A group of us are going to sit down and meditate together this coming Easter Sunday.  It feels like an especially auspicious time to be still together, awaiting a miracle. This week will also include Passover, celebrating liberation from bondage. Both of these great stories offer a dramatic resolution to the strange tension that haunts most of our lives—that life is inexpressibly precious and also crushingly disappointing and meaningless. Easter and Passover offer us parts in a much greater story, allowing us to see how our little lives might be part of a cosmic movement.

But what is so miraculous about just sitting together?  Buddhists have their own cosmic stories, their own faith in a grand evolutionary scheme. But practicing mindfulness in itself is so resolutely simple and down-to-earth. I think of it as a way of practicing what the poet Rilke called the “solitude of childhood.” But this is actually  a way of escaping the bondage of our isolation and emerging into a life that is vast and full of possibility.

It is such a small movement, coming back to the sensation of the body and breath. And yet this is the key to the kingdom. This is worth repeating: In Pali, the language of the earliest Buddhist texts, “sati,” a word used for mindfulness literally means to remember the present moment.  Remembering the present moment can be something very small, noticing the warmth of our hands around the coffee mug (or the lusciousness of a bite of dark chocolate.
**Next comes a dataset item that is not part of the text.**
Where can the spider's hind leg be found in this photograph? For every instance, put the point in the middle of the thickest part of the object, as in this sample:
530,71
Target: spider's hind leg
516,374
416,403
But remembering the present can also be profound and vast.  Suddenly remembering that we are alive on the earth and under a sun and part of a cosmos. The whole of our lives, everything that has every happened to us, is contained in the present moment, and we see that our being here at all is suddenly revealed to be miraculous.

Our usual state is forgetfulness punctuated with pain and pleasure and sometimes pangs of longing for something we can’t name, a wish to be at ease and part of a shared world. In our usual state, we long for the outer things: achievement, better health or more money, to lose five or ten pounds. We long to fix ourselves or our outer conditions so that we can finally relax.  But sometimes, right in the thick of the messiest conditions, we long just to be.  We want to peacefully abide in Being. For a moment or two, we realize that everything really is fleeting. And deep inside, there is a longing to know how it feels to be here, not just be swept along passively.

Meditation is way of practicing being here, which is what the poet Rilke called the solitude of childhood. Here is a fragment of a letter he wrote to a young poet, urging him not to strive to become a busy, successful adult:

“And when you realize that [the adults] activities are shabby, that their vocations are petrified and no longer connected with life, why not then continue to look upon it all as a child would, as if you were looking at something unfamiliar, out of the depths of your own solitude, which is itself work and status and vocation? Why should you want to give up a child’s wise not-understanding in exchange for defensiveness and scorn….”

It can take a long time to trust this wise not- understanding or being-like-a-child. Can something so simple really be a way out of torment and conflict and all kinds of suffering? But it is true. Coming back to the breath and the sensation of being in a body is a way of becoming free of the punishing repetition of our thinking and the horrible illusion of our separation from each other and the rest of life. Jesus taught his followers to be like children. The Buddha based his enlightenment on a memory from childhood: sitting under a rose apple tree, open and at peace with the world around him. Jesus and Buddha were not telling us to regress. They were teaching us to surrender the barren known world for a new and unknown life. This new world is being offered to us as a gift  one moment at a time.

“When it’s over, I want to say: all my life I was a bride married to amazement. I was the bridegroom, taking the world into my arms.” – Mary Oliver

8 thoughts on “Easter 2019

  1. Thank you for this. Unfortunately I’ll miss the sit. Favorite auntie – stage 4 glioblastoma.. Big Easter dinner tomorrow ( none of us may be able to see her as she got the flu on top of everything ) – but going home this afternoon. My mom, a lifetime of drama…and her sister with this awful prognosis and she talks about it as if it’s a grocery list. Way too much reality.

    I appreciate having something to read to keep me connected to you all. v

    >

  2. early am, northern CA, opened windows to let in the cool morning air expecting warmer day…. read your Easter blog……another opening,air of the spirit…so refreshing…..especially since I am both Christian and Buddhist……feeling the Truth embedded in both traditions……so good to know that you will be sitting together as I go to Zen Priory to sit this am. And then tomorrow as I attend church to celebrate this sacred time and process…….I feel whole, reminded of the possibility to practice.